Finding $m^2, m^3, m^4, m^7, (m^3)^7$ modulo 33

Question

I'm trying to find the values of $m^2, m^3, m^4, m^7, (m^3)^7$ modulo 33, for $m$ in $\{0,\dots, 16\}$ and for the values in $\{-16,\dots,0\dots, 16\}$. I'm not entirely sure how to proceed although I do know that I probably have to apply Fermat's Little Theorem in some way (i.e. $m^{32} \equiv 1$ mod 33, $m^{33} \equiv m$ mod 33).

Answer 1

$16^2=32*8=-1*8=25$ mod $33$

$16^3=25*16=50*8=17*8=34*4=1*4$ mod $33$

$16^4=4*16=2*32=-1*2=31$ mod 33

$16^7=16^4*16^3=16^4*4=16^2*32*32=16^2=25$ mod 33

$(16^3)^7=(4)^7=16^3*4=4*4=16$ mod 33

and so on..

You can not use Fermat because 33 is not prime.

Answer 2

As well as the hint... lonza leggiera gave in the comments, here are a few more ways to decrease the work:

• Note $(-x)^{2y}\equiv x^{2y}$, and $(-x)^{2y+1}\equiv-(x)^{2y+1}$.

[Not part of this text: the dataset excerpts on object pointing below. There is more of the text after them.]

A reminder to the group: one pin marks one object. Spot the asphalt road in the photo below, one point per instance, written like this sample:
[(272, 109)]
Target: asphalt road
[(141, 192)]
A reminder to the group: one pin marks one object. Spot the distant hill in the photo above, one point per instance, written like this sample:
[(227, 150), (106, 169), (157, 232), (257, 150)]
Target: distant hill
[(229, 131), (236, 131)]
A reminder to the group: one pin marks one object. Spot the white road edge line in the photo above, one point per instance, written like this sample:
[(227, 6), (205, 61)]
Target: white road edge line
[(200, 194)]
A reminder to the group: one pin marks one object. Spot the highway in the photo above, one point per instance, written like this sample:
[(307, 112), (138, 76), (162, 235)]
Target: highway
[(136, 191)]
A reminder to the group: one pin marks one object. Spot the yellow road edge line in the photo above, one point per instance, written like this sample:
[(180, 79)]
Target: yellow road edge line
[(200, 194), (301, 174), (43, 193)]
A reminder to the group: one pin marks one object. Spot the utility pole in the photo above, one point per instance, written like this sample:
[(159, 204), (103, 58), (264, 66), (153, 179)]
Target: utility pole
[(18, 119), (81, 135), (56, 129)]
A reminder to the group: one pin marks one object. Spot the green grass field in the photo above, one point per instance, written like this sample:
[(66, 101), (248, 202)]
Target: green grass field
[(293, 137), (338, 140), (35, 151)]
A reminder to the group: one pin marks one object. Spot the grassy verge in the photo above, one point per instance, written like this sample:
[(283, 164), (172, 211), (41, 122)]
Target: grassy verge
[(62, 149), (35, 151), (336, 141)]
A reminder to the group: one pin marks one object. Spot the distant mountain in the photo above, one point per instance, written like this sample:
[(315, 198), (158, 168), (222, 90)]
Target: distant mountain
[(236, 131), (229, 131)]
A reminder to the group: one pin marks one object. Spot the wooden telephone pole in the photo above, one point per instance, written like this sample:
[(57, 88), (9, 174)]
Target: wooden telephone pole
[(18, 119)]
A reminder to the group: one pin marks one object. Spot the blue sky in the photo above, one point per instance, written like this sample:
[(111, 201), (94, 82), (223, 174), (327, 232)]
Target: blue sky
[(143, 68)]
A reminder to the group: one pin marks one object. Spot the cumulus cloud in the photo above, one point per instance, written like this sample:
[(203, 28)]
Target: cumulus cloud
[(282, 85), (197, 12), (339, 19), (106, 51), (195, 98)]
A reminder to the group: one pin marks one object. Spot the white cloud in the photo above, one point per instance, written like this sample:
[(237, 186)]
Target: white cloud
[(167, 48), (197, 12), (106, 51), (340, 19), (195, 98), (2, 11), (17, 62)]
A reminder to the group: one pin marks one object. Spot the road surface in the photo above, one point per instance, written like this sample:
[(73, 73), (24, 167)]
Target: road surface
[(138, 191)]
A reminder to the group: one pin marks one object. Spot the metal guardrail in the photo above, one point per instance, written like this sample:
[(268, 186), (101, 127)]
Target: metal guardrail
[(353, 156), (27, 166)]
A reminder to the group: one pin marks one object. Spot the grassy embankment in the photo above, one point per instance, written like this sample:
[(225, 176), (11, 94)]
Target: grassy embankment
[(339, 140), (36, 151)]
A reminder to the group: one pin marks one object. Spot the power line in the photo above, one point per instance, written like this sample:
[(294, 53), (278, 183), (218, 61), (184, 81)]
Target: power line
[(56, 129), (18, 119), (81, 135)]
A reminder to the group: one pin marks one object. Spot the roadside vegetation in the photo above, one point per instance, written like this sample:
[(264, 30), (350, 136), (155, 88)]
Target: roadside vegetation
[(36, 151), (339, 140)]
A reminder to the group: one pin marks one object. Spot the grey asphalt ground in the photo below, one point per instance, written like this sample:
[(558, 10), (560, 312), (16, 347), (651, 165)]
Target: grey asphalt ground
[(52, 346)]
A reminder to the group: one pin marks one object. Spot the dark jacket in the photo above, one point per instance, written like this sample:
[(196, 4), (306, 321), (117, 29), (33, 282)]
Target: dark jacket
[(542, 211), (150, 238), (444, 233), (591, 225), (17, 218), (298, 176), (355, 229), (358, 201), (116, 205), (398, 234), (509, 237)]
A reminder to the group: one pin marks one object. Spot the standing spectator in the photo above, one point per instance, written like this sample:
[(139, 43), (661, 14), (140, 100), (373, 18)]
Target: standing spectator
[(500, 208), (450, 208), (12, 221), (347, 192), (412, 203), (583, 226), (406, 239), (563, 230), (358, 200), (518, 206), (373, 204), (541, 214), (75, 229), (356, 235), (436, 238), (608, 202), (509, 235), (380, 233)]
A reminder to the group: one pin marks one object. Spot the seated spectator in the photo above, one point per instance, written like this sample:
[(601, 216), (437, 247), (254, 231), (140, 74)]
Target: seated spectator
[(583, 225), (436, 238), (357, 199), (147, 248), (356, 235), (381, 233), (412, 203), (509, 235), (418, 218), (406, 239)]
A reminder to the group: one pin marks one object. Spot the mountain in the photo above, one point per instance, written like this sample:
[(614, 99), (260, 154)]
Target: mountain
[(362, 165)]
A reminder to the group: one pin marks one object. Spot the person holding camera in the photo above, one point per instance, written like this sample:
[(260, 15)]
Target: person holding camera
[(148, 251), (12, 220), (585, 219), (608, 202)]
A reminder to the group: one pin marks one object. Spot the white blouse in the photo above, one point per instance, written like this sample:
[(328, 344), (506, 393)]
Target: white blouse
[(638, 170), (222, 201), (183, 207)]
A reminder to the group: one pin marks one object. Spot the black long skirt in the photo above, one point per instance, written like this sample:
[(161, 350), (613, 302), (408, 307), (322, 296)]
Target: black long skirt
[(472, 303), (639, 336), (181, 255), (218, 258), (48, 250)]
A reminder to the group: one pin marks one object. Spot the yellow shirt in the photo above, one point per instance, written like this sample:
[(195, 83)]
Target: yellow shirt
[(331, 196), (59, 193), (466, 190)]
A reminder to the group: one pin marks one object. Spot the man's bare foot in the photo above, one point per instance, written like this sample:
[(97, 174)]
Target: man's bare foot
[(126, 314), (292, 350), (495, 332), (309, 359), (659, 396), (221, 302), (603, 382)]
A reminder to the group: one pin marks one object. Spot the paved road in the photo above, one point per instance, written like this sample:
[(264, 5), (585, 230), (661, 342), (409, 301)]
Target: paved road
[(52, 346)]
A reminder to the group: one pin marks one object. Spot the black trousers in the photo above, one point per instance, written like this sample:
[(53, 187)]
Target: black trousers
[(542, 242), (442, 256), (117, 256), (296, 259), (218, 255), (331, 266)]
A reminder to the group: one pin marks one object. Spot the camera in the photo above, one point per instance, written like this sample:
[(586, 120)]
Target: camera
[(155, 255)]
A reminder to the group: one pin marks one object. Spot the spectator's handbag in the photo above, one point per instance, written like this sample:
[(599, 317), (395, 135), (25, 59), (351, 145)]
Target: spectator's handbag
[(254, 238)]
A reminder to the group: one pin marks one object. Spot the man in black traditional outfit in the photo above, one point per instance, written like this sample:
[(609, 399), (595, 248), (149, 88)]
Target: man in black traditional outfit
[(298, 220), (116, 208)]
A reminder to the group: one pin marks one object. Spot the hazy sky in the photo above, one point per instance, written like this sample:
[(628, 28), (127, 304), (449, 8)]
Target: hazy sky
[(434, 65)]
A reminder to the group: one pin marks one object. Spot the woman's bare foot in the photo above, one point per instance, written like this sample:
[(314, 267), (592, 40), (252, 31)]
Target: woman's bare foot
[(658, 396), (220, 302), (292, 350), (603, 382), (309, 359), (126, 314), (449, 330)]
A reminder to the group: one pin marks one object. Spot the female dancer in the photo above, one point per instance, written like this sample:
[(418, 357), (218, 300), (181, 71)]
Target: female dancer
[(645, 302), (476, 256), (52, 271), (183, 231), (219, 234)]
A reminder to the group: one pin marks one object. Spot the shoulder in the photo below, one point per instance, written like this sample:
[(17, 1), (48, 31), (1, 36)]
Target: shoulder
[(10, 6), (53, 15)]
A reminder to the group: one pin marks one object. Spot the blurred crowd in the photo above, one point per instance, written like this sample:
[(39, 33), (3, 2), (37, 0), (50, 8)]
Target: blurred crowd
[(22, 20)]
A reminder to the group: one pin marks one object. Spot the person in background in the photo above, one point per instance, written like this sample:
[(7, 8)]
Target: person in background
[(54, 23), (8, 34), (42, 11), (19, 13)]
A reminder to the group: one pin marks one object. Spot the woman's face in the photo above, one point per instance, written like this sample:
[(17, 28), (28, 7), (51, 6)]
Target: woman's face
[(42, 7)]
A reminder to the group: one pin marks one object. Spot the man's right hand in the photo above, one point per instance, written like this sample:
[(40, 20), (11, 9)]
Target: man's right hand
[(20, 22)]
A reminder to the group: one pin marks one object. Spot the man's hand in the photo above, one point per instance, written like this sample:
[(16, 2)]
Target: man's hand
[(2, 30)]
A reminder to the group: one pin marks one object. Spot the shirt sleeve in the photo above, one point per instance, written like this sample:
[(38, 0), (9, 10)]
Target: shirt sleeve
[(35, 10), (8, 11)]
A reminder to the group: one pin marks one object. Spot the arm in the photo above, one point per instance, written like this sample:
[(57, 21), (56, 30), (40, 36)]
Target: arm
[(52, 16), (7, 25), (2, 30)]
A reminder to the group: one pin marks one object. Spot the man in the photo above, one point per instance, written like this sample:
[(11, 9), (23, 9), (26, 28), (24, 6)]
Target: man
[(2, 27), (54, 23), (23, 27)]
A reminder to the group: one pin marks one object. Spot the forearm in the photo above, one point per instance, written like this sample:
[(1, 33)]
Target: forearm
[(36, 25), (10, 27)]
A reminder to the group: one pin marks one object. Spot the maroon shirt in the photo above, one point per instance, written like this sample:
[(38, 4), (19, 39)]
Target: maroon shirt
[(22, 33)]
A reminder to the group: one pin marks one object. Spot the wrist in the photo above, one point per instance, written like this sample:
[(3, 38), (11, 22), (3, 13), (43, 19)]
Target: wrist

This allows a rough cutting in half the work needed to calculate the latter ( it's basically negation or not on the first set). This works in any modular arithmetic, because if not, it would defy the normal arithmetic rules:$(-x)^{2y}= x^{2y}$, and $(-x)^{2y+1}= -(x)^{2y+1}$. Thus proving them incorrect.

EDIT: You can Also use Fermat but using prime factorization, Mod 3 they reduce to:

1,m,1,m,and m

if m is coprime to 3. Mod 11 The last can be reduced to m. Using CRT we can piece these together, to get the last is always equal to m mod 33. We have now reduced it to the cases mod 11 and CRT.